The Department for Education is planning to cut space standards for special schools by up to 20%, discarding existing regulations that are just two years old and based on expert research into the needs of pupils with disabilities.

In a cost-cutting move that has alarmed architects and others involved in special needs education, the DfE confirmed that it is planning to cut the standards on gross floor area in special schools set out under Building Bulletin (BB) 102, “by up to 20% for teaching spaces”.

Rather than reduce the space standards in special schools we should apply them to mainstream schools to enable them to be more inclusive

Lorraine Petersen, Nasen

The revelation comes amid growing concern about the state of the severely delayed £2bn Priority Schools Building Programme and follows news in Building last week that gross floor areas are set to be cut by an average of 15% on secondary schools and 5% on primaries.

President of the RIBA Angela Brady joined the British Council for School Environments (BCSE), learning disability charity Mencap and Nasen - the leading association in the special needs sector - in urging education secretary Michael Gove to reconsider.

Brady said it would be a “huge setback” to ignore the lessons that informed BB102.

“Standards for special needs schools are only two years old and were born out of extensive research and work with special needs teachers,” she said, adding that a wider reduction in school building standards risked schools becoming “redundant”.

Leading schools architect Simon Foxell of the Architects Practice claimed a “tragedy” was looming for vulnerable children unless the government changed course.

“What has been developed from years of research on suitable teaching environments is apparently being radically reduced for cost rather than educational reasons,” he said.

David Congdon, Mencap head of policy, warned that schools were obliged to accommodate the needs of special needs pupils by law.

He said: “We are concerned that these new space standards have the potential to restrict access for some disabled children, particularly those with profound and multiple learning disabilities who often require extra equipment to attend school.

“With the increasing freedoms to establish new schools across the country, it is important to remember that every child with a learning disability has a right to attend a school that meets their needs.”

Lorraine Petersen, chief executive of Nasen, also voiced “deep concern” at the plans. “Rather than reduce the space standards in special schools we should apply them to mainstream schools to enable them to be more inclusive,” she added.

Nusrat Faizullah, BCSE chief executive, said move could have a “real impact” on students with disabilities and urged the government to “look at the research and evidence” on the requirements of special needs schools.

“We’re very concerned about the impact it will have on children.
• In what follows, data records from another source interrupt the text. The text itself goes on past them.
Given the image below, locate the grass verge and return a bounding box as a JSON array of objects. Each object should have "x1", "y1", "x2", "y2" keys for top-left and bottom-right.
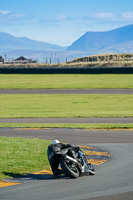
[
  {"x1": 0, "y1": 74, "x2": 133, "y2": 89},
  {"x1": 0, "y1": 94, "x2": 133, "y2": 118},
  {"x1": 0, "y1": 137, "x2": 50, "y2": 180},
  {"x1": 0, "y1": 123, "x2": 133, "y2": 130}
]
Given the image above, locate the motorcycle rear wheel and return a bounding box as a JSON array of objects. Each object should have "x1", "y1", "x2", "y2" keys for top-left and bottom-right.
[{"x1": 61, "y1": 161, "x2": 80, "y2": 178}]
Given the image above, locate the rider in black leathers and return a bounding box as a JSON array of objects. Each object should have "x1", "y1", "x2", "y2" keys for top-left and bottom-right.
[{"x1": 47, "y1": 140, "x2": 80, "y2": 176}]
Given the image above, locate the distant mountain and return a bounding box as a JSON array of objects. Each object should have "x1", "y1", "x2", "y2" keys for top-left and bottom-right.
[
  {"x1": 67, "y1": 24, "x2": 133, "y2": 54},
  {"x1": 0, "y1": 32, "x2": 64, "y2": 53}
]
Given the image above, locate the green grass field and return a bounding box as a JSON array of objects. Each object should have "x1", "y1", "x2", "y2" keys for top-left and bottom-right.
[
  {"x1": 0, "y1": 137, "x2": 50, "y2": 180},
  {"x1": 0, "y1": 74, "x2": 133, "y2": 89},
  {"x1": 0, "y1": 94, "x2": 133, "y2": 118}
]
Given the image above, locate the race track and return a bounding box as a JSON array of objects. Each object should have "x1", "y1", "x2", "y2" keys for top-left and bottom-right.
[{"x1": 0, "y1": 88, "x2": 133, "y2": 200}]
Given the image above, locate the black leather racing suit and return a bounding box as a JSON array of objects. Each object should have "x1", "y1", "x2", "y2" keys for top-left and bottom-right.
[{"x1": 47, "y1": 143, "x2": 79, "y2": 174}]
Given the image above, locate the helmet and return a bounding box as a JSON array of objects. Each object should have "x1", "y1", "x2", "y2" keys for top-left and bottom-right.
[{"x1": 52, "y1": 140, "x2": 60, "y2": 144}]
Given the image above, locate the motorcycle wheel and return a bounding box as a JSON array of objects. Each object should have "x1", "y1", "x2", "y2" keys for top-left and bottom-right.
[{"x1": 61, "y1": 161, "x2": 80, "y2": 178}]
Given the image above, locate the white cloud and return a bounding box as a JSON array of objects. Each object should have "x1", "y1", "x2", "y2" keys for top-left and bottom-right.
[
  {"x1": 122, "y1": 12, "x2": 133, "y2": 20},
  {"x1": 93, "y1": 12, "x2": 115, "y2": 19},
  {"x1": 0, "y1": 10, "x2": 11, "y2": 15},
  {"x1": 56, "y1": 15, "x2": 67, "y2": 20}
]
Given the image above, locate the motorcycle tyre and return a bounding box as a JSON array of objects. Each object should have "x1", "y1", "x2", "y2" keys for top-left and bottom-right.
[{"x1": 61, "y1": 161, "x2": 80, "y2": 178}]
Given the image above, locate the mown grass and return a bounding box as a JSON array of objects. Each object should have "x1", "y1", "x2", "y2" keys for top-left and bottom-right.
[
  {"x1": 0, "y1": 94, "x2": 133, "y2": 118},
  {"x1": 0, "y1": 123, "x2": 133, "y2": 129},
  {"x1": 0, "y1": 137, "x2": 50, "y2": 179},
  {"x1": 0, "y1": 74, "x2": 133, "y2": 89}
]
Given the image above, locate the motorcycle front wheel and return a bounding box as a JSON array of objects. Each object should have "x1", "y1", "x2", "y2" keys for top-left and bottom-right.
[{"x1": 61, "y1": 161, "x2": 80, "y2": 178}]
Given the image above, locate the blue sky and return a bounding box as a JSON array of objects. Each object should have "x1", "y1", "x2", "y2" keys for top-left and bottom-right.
[{"x1": 0, "y1": 0, "x2": 133, "y2": 46}]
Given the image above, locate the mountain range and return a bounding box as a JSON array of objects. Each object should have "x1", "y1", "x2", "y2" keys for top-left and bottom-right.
[
  {"x1": 67, "y1": 24, "x2": 133, "y2": 54},
  {"x1": 0, "y1": 24, "x2": 133, "y2": 62}
]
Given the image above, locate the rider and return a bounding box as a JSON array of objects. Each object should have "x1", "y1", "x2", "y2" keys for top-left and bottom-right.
[{"x1": 47, "y1": 140, "x2": 80, "y2": 176}]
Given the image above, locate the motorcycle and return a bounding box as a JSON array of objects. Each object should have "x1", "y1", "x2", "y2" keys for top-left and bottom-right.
[{"x1": 57, "y1": 149, "x2": 95, "y2": 178}]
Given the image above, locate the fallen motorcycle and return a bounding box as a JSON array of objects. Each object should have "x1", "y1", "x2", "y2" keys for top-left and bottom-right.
[{"x1": 60, "y1": 149, "x2": 95, "y2": 178}]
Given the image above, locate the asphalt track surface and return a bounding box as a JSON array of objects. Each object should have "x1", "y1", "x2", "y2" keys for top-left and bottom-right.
[
  {"x1": 0, "y1": 89, "x2": 133, "y2": 94},
  {"x1": 0, "y1": 88, "x2": 133, "y2": 200}
]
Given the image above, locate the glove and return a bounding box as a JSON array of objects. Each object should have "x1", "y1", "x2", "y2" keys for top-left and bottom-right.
[{"x1": 75, "y1": 145, "x2": 80, "y2": 151}]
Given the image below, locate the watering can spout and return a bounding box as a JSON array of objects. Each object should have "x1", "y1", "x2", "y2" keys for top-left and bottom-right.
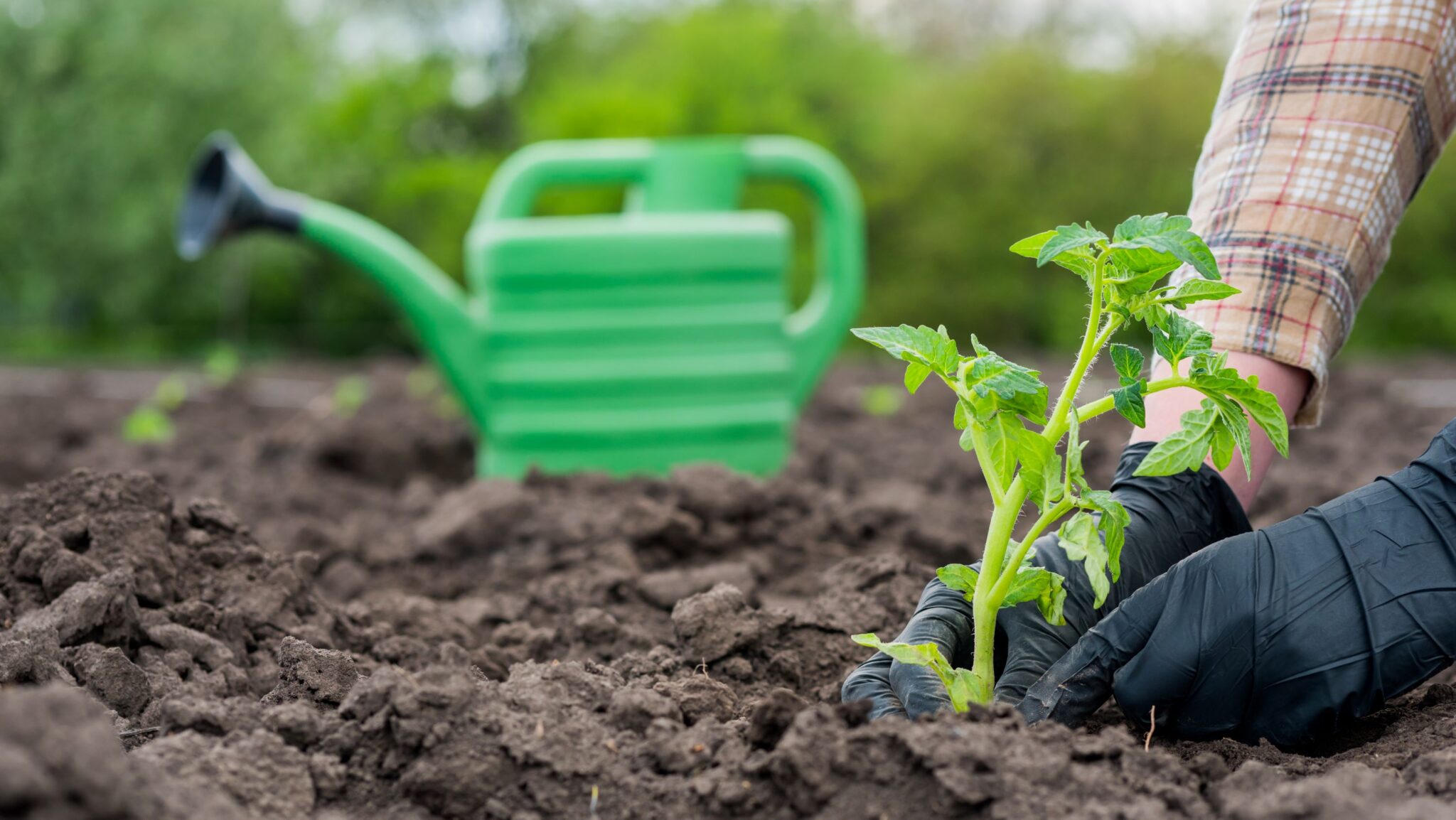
[{"x1": 176, "y1": 133, "x2": 483, "y2": 422}]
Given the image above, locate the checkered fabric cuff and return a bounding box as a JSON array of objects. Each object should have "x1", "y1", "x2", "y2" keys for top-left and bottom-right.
[{"x1": 1184, "y1": 0, "x2": 1456, "y2": 427}]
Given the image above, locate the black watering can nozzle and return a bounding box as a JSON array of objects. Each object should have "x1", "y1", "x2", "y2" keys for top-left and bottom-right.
[{"x1": 176, "y1": 131, "x2": 299, "y2": 261}]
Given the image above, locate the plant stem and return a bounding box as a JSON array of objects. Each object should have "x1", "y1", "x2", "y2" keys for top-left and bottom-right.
[
  {"x1": 971, "y1": 252, "x2": 1118, "y2": 701},
  {"x1": 1078, "y1": 376, "x2": 1192, "y2": 422},
  {"x1": 1041, "y1": 252, "x2": 1117, "y2": 444},
  {"x1": 987, "y1": 498, "x2": 1071, "y2": 610}
]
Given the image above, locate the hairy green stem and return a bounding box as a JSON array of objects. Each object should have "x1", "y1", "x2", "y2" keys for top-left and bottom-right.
[
  {"x1": 1041, "y1": 254, "x2": 1117, "y2": 444},
  {"x1": 971, "y1": 252, "x2": 1120, "y2": 698},
  {"x1": 1078, "y1": 376, "x2": 1192, "y2": 422},
  {"x1": 987, "y1": 498, "x2": 1071, "y2": 610}
]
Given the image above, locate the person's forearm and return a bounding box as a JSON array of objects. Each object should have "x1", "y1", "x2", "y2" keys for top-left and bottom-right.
[{"x1": 1131, "y1": 352, "x2": 1310, "y2": 509}]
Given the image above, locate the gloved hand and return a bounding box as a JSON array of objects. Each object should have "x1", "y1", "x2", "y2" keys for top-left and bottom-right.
[
  {"x1": 840, "y1": 443, "x2": 1249, "y2": 720},
  {"x1": 1019, "y1": 421, "x2": 1456, "y2": 745}
]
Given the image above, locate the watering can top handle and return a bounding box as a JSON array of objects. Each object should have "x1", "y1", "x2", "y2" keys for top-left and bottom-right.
[{"x1": 475, "y1": 137, "x2": 865, "y2": 404}]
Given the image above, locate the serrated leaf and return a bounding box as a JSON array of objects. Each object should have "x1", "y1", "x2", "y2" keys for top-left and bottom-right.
[
  {"x1": 1037, "y1": 223, "x2": 1106, "y2": 268},
  {"x1": 1078, "y1": 490, "x2": 1133, "y2": 583},
  {"x1": 942, "y1": 669, "x2": 992, "y2": 712},
  {"x1": 1110, "y1": 342, "x2": 1145, "y2": 386},
  {"x1": 1110, "y1": 214, "x2": 1220, "y2": 280},
  {"x1": 935, "y1": 563, "x2": 980, "y2": 600},
  {"x1": 1057, "y1": 513, "x2": 1113, "y2": 608},
  {"x1": 1133, "y1": 304, "x2": 1172, "y2": 332},
  {"x1": 1113, "y1": 211, "x2": 1192, "y2": 242},
  {"x1": 1153, "y1": 313, "x2": 1213, "y2": 364},
  {"x1": 849, "y1": 632, "x2": 951, "y2": 670},
  {"x1": 1209, "y1": 396, "x2": 1253, "y2": 480},
  {"x1": 1159, "y1": 280, "x2": 1243, "y2": 311},
  {"x1": 965, "y1": 335, "x2": 1047, "y2": 424},
  {"x1": 1133, "y1": 399, "x2": 1219, "y2": 475},
  {"x1": 1017, "y1": 430, "x2": 1061, "y2": 511},
  {"x1": 981, "y1": 412, "x2": 1027, "y2": 490},
  {"x1": 1224, "y1": 376, "x2": 1288, "y2": 459},
  {"x1": 1010, "y1": 230, "x2": 1096, "y2": 280},
  {"x1": 850, "y1": 325, "x2": 961, "y2": 382},
  {"x1": 906, "y1": 361, "x2": 933, "y2": 394},
  {"x1": 1189, "y1": 368, "x2": 1288, "y2": 458},
  {"x1": 1000, "y1": 566, "x2": 1067, "y2": 626},
  {"x1": 1113, "y1": 380, "x2": 1147, "y2": 427}
]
All the evidence shows that students with special needs do need space and cutting backing on standards in that way will effect their learning outcomes,” she said.

A DfE spokeswoman said BB102 had not distinguished between different types of special schools, and said schools for those with the most severe difficulties would only be reduced in size by around 10%. She said the move had been based on “detailed research and evidence from BSF and other building projects”.

“This was carefully researched to ensure this reduction need not affect teaching,” she added.